I live in China and often need to make use of a VPN. My VPN provider has a clash-based app, but I can use pretty much any VPN client that allows the common methods of subscription, so I'm happy to switch to one that makes doing this easier, if necessary. In the past I have used parallels to provide this sort of "split internet," but that is a very heavyweight solution given I really only care about two apps not using the VPN.

Ideally, I want all of my traffic to go through the VPN except torrent traffic and WeChat traffic. I'm not really sure how to achieve this (I'm technical, so I can certainly follow directions, but I am woefully ignorant of this part of the stack, somewhat shamefully! networking is a big weakness). I currently use Transmission for torrenting, but am happy to switch clients if that helps. The WeChat thing is a nice to have, the torrenting is the bigger issue (since it will destroy my VPN's traffic quota!).

If you have suggestions of other places to ask I'm all ears. I tried r/VPN but the question got deleted. reddit, eh?
posted by wooh to Technology (4 answers total)
 
I don't know how to do this on a Mac, but the search term you want is "split tunneling"
posted by qxntpqbbbqxl at 11:21 PM on November 14, 2022


I was going to tell you that a VM was probably the easiest way. The other way requires great firewall mastery because the apps involved probably are random IP addresses (so simple route table manipulation doesn't work), they may have colliding port ranges with other apps (so simple firewall trickery won't do the trick), you will need tagged processes to match with rules and extreme firewall/routing skills to attempt this (if Mac even has/can provide originating process information down to the the firewall rewrite level). On Linux and some other things there are lightweight containers that use the same kernel, just in a different namespace each with it's own routing. Sorta VM lite.

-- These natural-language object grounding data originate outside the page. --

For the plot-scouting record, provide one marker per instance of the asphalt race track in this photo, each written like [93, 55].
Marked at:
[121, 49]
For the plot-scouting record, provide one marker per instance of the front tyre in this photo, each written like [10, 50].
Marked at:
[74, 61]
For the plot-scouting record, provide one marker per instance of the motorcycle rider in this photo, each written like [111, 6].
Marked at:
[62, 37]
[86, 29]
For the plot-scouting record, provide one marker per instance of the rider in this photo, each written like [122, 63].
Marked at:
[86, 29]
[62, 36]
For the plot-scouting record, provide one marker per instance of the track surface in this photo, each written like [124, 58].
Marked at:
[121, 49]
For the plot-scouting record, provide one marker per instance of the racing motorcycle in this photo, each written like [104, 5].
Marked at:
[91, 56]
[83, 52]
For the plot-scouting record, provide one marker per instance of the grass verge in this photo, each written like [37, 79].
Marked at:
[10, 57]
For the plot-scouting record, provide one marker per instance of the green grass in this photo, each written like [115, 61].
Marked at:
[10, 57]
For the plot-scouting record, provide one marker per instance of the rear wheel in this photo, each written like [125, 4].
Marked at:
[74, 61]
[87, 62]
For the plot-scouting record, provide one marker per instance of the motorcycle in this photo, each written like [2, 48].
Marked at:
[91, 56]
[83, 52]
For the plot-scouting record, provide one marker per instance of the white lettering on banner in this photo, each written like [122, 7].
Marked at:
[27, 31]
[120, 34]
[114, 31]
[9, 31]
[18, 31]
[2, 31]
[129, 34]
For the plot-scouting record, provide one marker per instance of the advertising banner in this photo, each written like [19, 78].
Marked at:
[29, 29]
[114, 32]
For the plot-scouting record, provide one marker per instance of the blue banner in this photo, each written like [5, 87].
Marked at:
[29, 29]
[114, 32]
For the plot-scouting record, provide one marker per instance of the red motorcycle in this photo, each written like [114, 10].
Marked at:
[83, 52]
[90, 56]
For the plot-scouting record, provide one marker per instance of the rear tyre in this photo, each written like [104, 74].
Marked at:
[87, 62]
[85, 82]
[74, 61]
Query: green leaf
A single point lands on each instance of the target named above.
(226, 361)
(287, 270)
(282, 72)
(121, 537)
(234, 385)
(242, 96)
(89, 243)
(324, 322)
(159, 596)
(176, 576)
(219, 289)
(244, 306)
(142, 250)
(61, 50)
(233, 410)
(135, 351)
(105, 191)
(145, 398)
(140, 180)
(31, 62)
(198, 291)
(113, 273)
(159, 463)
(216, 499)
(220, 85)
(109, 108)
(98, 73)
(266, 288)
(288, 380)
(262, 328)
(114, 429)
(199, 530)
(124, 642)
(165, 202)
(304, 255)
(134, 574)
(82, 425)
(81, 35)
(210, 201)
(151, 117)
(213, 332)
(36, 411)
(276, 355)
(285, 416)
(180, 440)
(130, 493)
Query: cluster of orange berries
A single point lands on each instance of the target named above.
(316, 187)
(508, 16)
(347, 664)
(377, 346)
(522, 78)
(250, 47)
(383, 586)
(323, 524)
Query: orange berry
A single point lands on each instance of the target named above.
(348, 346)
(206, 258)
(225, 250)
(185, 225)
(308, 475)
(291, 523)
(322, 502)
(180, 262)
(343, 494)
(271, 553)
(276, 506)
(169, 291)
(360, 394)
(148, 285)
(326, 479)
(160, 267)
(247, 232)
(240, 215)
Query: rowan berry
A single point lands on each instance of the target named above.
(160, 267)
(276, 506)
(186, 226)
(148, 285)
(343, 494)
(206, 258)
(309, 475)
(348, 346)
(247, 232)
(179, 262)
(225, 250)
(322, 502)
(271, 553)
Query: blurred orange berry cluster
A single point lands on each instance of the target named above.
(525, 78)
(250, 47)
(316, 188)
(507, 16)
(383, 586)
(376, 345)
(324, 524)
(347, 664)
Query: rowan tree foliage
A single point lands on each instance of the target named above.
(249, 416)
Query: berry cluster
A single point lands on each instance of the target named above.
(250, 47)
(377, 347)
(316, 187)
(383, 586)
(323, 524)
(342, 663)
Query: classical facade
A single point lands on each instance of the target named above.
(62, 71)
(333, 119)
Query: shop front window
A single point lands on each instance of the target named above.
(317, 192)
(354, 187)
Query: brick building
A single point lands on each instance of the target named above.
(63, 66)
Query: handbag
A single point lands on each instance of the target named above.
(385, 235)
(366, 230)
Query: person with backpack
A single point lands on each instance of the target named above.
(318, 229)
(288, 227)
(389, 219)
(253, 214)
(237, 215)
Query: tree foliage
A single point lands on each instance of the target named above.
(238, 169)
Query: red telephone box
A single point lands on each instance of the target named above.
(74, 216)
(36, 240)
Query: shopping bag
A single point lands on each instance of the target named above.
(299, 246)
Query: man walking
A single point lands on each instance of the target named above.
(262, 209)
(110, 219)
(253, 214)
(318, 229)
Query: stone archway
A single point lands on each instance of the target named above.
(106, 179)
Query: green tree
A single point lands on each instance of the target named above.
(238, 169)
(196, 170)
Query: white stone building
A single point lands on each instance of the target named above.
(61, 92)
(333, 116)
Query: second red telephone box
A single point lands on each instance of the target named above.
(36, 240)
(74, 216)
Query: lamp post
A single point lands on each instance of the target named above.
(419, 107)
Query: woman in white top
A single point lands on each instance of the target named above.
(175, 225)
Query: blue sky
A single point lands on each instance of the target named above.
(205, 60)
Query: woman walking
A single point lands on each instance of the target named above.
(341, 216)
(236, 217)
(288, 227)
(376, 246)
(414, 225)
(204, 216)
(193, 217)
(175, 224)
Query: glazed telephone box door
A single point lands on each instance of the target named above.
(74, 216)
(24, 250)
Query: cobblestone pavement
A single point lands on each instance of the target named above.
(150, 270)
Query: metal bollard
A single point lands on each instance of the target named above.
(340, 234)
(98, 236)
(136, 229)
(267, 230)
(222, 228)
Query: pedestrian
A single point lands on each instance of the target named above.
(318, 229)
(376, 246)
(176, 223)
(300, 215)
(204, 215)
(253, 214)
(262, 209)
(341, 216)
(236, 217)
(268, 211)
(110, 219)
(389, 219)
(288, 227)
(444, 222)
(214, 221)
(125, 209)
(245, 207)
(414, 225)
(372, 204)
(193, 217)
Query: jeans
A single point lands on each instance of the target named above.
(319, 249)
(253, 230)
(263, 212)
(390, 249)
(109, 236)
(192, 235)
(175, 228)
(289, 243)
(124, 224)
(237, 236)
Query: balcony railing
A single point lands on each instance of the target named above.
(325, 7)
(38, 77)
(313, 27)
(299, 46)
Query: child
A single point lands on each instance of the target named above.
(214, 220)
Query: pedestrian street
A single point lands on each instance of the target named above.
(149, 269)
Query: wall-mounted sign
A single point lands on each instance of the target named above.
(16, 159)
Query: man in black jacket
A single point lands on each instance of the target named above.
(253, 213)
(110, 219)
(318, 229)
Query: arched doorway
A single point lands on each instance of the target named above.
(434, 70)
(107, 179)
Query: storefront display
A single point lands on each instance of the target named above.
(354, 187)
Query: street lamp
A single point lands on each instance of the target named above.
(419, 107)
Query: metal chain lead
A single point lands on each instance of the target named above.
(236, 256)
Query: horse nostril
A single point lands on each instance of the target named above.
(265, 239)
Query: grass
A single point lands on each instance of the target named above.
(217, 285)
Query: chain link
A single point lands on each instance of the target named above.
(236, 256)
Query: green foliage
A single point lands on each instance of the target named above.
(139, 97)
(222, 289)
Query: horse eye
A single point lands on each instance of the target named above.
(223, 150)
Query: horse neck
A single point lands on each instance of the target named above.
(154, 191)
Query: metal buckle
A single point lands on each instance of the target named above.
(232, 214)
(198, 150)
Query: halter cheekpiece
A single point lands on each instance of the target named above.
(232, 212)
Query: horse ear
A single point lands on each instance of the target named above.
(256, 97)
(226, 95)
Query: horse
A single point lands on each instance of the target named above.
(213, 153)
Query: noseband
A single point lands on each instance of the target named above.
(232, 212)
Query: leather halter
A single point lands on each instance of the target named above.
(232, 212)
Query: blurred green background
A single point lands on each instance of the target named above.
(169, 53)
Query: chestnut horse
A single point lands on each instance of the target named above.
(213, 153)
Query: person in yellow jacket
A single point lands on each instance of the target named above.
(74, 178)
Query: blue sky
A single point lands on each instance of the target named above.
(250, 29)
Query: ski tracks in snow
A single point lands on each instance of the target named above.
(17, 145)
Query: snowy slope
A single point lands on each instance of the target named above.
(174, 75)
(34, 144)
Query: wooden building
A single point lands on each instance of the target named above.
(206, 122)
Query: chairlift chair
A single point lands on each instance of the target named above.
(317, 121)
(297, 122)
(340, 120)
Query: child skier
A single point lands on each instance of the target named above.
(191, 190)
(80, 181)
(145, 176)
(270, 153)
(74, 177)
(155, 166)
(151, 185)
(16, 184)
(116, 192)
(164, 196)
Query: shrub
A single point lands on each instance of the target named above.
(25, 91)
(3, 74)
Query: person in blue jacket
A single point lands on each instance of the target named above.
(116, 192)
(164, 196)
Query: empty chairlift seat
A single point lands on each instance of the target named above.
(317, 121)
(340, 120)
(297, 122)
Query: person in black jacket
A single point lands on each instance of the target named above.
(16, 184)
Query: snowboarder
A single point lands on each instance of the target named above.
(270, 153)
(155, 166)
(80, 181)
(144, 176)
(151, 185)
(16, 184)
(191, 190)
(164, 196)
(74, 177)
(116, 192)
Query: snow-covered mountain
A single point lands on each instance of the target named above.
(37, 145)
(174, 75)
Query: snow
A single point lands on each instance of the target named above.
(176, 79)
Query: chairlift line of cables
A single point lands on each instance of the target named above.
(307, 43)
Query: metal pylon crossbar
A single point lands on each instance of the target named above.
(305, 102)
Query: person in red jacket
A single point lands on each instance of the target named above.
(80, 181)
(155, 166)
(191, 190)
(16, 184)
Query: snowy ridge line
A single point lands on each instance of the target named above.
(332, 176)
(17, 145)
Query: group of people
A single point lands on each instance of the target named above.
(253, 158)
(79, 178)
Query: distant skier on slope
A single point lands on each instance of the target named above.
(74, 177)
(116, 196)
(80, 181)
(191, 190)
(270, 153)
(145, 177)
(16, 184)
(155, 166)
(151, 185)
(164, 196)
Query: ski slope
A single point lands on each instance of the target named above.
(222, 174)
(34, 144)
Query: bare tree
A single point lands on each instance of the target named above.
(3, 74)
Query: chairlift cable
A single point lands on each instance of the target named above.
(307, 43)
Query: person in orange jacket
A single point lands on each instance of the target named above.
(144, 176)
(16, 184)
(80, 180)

Not really running a VM, just quarantining a process into a particular space. Rather low overhead. It would be much much much easier to run your two apps in this sort of container/VM-lite with different networking settings than it would to be to make your goal work the hard way.

Welcome to network engineering.

Ditto qxntpqbbbqxl but "split tunneling" usually refers to just sending different IP ranges along different routes. Like I run a VPN to Work, work host traffic goes through VPN, Netflix goes through regular internet. But those are IP ranges of addresses, that's the simple router table manipulation. Especially the torrent is random addresses that could only be done by port or proccess (not by IP), not sure about WeChat.
posted by zengargoyle at 11:36 PM on November 14, 2022


Response by poster: Hmm, it does sound like a VM is the way to go, then!
posted by wooh at 1:54 AM on November 15, 2022


zengargoyle, the tunnel can be split in the ports/protocols, not just the addressing ranges. I think, though, you'd use a firewall to filter the protocols that can talk to a tunnel with those that don't getting routed alongside tunnel traffic instead of DROP'd.